Momen HUT DKI Jakarta adalah 'hari besar' untuk mereka, selain malam tahun baru dan takbiran. Seperti yang terlihat pada 22 Juni lalu: mikrolet dan bajaj yang disewa para pengamen berbaris di sepanjang Jalan Kembang Pacar. Di atas angkutan tersebut telah dijejali satu sampai tiga ondel-ondel bersiap meluncur ke sejumlah wilayah di seputaran ibu kota.
Tauke, selain menyewakan ondel-ondel beserta gerobak yang dilengkapi tape dan pengeras suara, yang meminjamkan uang siraman. Ini adalah istilah untuk ongkos jalan, nilainya sekitar Rp 100-200 ribu untuk setiap kelompok pengamen. Digunakan di antaranya untuk carter angkot dan bajaj itu secara patungan.
Tauke ondel-ondel di Kampung Gaplok di antaranya adalah Agus Hermawan, pemilik Sanggar Resos Palaksi (Respal). Dia mengatakan, sejak 2011 hingga kini menampung sedikitnya 40 orang di sekitar rumahnya untuk mengamen.
Agus membekali dengan 13 set perlengkapan ondel-ondel miliknya. Satu set perlengkapan nandak disewakan Rp 50 ribu per hari. "Ondel-ondel adalah alternatif bagi mereka yang sulit mencari kerja di Jakarta, yang putus sekolah," katanya.
Ketua Penelitian dan Pengembangan Lembaga Kebudayaan Betawi, Andi Yahya, membenarkan telah sejak lama ondel-ondel dijadikan sarana mengamen.
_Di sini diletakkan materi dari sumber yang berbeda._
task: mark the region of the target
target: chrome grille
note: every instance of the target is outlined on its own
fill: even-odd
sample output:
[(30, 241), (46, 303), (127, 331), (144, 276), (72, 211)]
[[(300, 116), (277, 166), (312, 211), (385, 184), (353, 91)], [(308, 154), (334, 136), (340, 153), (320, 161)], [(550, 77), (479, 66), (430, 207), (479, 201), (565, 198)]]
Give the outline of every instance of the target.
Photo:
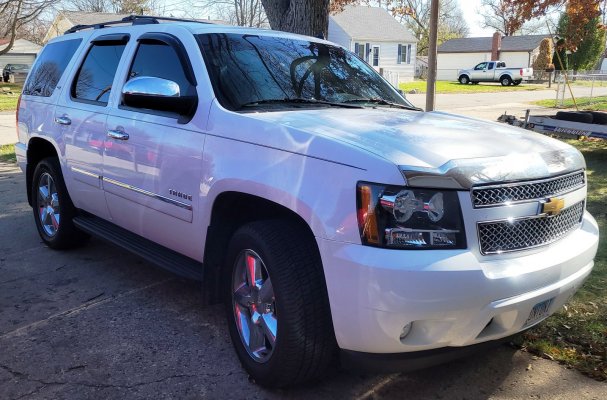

Ini, lanjut dia, bisa menjadi cara kesenian tradisional mempertahankan diri dan identitasnya di tengah lonjakan urbanisasi.
"Tapi yang sekarang terlihat, ondel-ondel dimanfaatkan untuk mencari duit tanpa menghiraukan pakem atau tata cara ngamen," kata Andi.
Dia berharap pemerintah DKI Jakarta mau mengatur para pengamen itu sembari menguatkan kembali seni dan budaya ondel-ondel. Andi tidak ingin melihat para pengamen luntang lantung di jalan-jalan.
"Pengamen juga harus menjunjung tinggi martabat kesenian. Tidak seperti sekarang yang terlihat asal dan tidak menghargai kesenian," katanya lagi.
Kepala Bidang Rehabilitasi Sosial Dinas Sosial DKI, Yayat Duhayat, mengaku kalau pemerintah daerah setempat telah melarang ondel-ondel dijadikan sarana mengamen di pinggir jalan. Razia pun telah sering dilakukan. "Tapi memang banyak yang berada di jalan," katanya.
Saat ditanya ihwal jumlah pengamen yang pernah terjaring razia, Yayat belum bisa menyebutkannya. "Kami sudah berusaha mencegah agar mereka tidak turun ke jalan," kata dia.